SpaceX’s Starship is waiting for FAA approval of an orbital launch attempt
Last week, SpaceX announced it’s poised to launch the fully stacked Starship spacecraft for a first orbital flight test following a launch rehearsal this week and pending regulatory approval. Now SpaceX CEO Elon Musk is confirming it’s ready, with launch “trending towards near the end of third week of April,” Musk wrote in a tweet on Monday.
Starship is SpaceX’s long-awaited flagship spacecraft that’s designed to take astronauts and payloads to deep space — including the Moon and, of course, Mars.
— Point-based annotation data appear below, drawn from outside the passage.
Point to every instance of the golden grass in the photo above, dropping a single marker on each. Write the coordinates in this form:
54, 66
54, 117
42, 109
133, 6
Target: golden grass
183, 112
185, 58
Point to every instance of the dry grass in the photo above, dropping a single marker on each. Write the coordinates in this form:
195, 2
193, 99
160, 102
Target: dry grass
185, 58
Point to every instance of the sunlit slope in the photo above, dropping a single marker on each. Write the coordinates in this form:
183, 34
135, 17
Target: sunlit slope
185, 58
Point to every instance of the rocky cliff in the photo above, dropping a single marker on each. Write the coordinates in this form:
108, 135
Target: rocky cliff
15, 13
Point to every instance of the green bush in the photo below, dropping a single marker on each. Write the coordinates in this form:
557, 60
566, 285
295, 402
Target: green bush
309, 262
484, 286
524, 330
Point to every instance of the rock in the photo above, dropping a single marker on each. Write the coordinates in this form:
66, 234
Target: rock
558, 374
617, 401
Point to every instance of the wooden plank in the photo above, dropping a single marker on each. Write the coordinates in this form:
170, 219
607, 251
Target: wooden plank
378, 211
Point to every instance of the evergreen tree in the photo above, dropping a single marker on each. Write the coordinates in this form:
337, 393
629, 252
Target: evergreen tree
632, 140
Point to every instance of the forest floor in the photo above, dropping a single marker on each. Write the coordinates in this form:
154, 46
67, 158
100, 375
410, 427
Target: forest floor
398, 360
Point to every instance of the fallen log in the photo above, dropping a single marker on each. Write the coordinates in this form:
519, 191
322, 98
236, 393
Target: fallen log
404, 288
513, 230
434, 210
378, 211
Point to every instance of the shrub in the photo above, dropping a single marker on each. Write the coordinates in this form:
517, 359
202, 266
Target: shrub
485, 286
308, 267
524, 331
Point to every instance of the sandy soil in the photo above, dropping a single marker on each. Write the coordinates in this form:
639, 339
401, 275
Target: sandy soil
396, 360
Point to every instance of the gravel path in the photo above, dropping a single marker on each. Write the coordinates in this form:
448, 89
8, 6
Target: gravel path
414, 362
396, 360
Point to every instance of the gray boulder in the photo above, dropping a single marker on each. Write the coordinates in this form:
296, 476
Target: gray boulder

Most importantly, the parts are designed to be reusable, and it is paired with a massive booster known as the Super Heavy to get it off the Earth’s surface.
SpaceX’s Starship is fully prepped for testing at the company’s Starbase facility in Boca Chica, Texas. Starship had been met with many launch delays, including a major setback last summer when the Federal Aviation Authority (FAA) determined there would be some environmental impact around the base.
But now all that’s left to get Starship and Super Heavy off the ground is a license from the FAA. “The FAA will make a license determination only after the agency is satisfied SpaceX meets all licensing, safety and other regulatory requirements,” an FAA spokesperson stated in an email to The Street.
According to the FAA’s Operations Plan Advisory, the Super Heavy might be slated for launch on April 17th, with backup dates for each subsequent day after through the 22nd. Sources communicating to Ars Technica say SpaceX is working closely with the FAA and that it’s expected that the regulatory body will finally provide a license.
Should the April 17th launch date become reality, that means SpaceX is only one week away from finally launching the Super Heavy, which has never yet been done. It’s expected that once launched, the Super Heavy and Starship will separate, then the Super Heavy will head to the Gulf of Mexico while Starship will travel into orbit. Shortly after, Starship will then reenter Earth’s atmosphere and vertically land in the Pacific Ocean near Hawaii.